Resisting human rights violations in West Africa

Publish Date: 
Wednesday, March 20, 2019

ESCR-Net members have been engaged in several actions in opposition to Luxembourg registered agri-business Socfin Group and its operations in several Western African countries.

Liberian members Association of Environmental Lawyers of Liberia (Green Advocates) and Natural Resource Women Platform collaborated with Bread for All to develop the report "Struggle for Life and Land – Socfin’s Rubber Plantations in Liberia and the Responsibility of Swiss Companies,” which was released on 21 February, 2019. The report denounces human rights violations occurring in Socfin Group’s rubber plantations operation in Liberia.

Also on 21 February, 2019, FIAN Belgium released a report on land grabs by the same Socfin Group in Sierra Leone. The report, “Land Grabbing for Palm Oil in Sierra Leone: Analysis of the SOCFIN Case from a Human Rights Perspective,” outlines how Socfin has increasingly acquired land in the Sahn Malen Chiefdom in Pujehun District, Sierra Leone, resulting in a series of human rights violations.

On 4 March 2019, ESCR-Net sent a collective letter in the name of its more than 280 organizational and individual members to the authorities of Sierra Leone as a response to a violent incident between local communities and military personnel deployed to protect the palm oil operations by Socfin Group in the Sahn Malen Chiefdom. The incident resulted in two land human rights defenders being shot dead, presumably by military personnel. Ensuing raids in local communities resulted in 15 land human rights defenders being arrested, including a member of parliament that has worked to secure the land rights of local communities, and more than 2500 people displaced from their communities.

The incident forms part of a wider land conflict between local communities and Socfin Group as described in the previously mentioned report from Fian Belgium. As a result of opposing Socfin Group, local human rights defenders appear to be specifically targeted with violence, arbitrary detentions, defamation and efforts to criminalize their legitimate work of defending the rights of their communities.

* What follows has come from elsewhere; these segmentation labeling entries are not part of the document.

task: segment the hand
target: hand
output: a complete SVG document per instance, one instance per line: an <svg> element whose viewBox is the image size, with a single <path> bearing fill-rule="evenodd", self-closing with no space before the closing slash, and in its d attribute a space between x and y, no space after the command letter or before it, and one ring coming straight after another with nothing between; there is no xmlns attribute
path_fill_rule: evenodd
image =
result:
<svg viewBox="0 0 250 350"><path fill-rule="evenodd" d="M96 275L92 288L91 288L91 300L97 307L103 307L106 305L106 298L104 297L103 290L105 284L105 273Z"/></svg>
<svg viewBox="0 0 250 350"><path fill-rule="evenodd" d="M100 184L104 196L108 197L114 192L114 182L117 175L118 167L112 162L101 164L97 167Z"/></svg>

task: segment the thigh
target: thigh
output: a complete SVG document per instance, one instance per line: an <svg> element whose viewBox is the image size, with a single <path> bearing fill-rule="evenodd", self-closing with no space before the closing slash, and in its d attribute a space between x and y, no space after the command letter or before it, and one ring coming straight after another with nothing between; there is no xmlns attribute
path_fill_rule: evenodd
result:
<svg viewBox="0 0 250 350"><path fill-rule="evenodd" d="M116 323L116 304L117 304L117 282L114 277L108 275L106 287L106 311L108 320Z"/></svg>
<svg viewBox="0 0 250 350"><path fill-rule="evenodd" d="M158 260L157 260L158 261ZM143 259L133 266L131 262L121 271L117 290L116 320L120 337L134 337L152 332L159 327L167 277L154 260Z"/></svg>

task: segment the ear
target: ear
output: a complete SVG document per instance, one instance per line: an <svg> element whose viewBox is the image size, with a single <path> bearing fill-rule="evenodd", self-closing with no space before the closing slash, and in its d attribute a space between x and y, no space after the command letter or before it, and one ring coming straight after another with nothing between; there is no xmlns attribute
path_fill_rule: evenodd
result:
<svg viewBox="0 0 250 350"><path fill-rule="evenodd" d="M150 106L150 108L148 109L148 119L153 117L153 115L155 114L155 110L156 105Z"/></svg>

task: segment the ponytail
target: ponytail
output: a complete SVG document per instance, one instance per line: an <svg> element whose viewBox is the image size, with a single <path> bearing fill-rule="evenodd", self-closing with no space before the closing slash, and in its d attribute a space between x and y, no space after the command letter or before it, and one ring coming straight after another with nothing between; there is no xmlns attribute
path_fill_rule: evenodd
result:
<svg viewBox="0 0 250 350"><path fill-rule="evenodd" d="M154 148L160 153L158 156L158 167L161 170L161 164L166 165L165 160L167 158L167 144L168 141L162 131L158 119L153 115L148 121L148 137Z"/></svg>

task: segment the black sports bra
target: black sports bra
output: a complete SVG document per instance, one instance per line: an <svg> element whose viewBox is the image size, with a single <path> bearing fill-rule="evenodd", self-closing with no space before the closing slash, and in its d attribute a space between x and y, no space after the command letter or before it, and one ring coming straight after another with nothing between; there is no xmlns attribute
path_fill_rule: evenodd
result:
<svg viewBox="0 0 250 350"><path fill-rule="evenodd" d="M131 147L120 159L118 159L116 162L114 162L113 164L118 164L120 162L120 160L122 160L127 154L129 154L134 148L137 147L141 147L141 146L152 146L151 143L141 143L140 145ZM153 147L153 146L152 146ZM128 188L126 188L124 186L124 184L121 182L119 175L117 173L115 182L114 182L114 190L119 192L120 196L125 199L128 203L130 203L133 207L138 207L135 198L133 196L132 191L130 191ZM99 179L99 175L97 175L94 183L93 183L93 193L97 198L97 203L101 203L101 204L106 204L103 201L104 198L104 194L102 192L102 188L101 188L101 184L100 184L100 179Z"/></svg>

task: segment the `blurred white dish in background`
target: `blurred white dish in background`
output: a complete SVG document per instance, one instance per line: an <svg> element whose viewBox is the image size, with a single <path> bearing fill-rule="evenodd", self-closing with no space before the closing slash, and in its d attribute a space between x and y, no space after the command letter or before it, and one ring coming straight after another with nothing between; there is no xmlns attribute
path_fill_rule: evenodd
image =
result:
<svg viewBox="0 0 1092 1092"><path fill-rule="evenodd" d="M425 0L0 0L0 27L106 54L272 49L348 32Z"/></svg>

The collective letter also called attention to the undue influence that Socfin Group appears to exert over the decision makers and public institutions in Sierra Leone, including security personnel as well as judiciary and parliament. This illustrates various manifestations of corporate capture.

ESCR-Net members are increasingly using the term “corporate capture” to refer to the means by which an economic elite undermine the realization of human rights and the environment by exerting undue influence over domestic and international decision-makers and public institutions. The Corporate Accountability Working Group has developed 8 manifestations of corporate capture and recently released these new tools to understand corporate capture.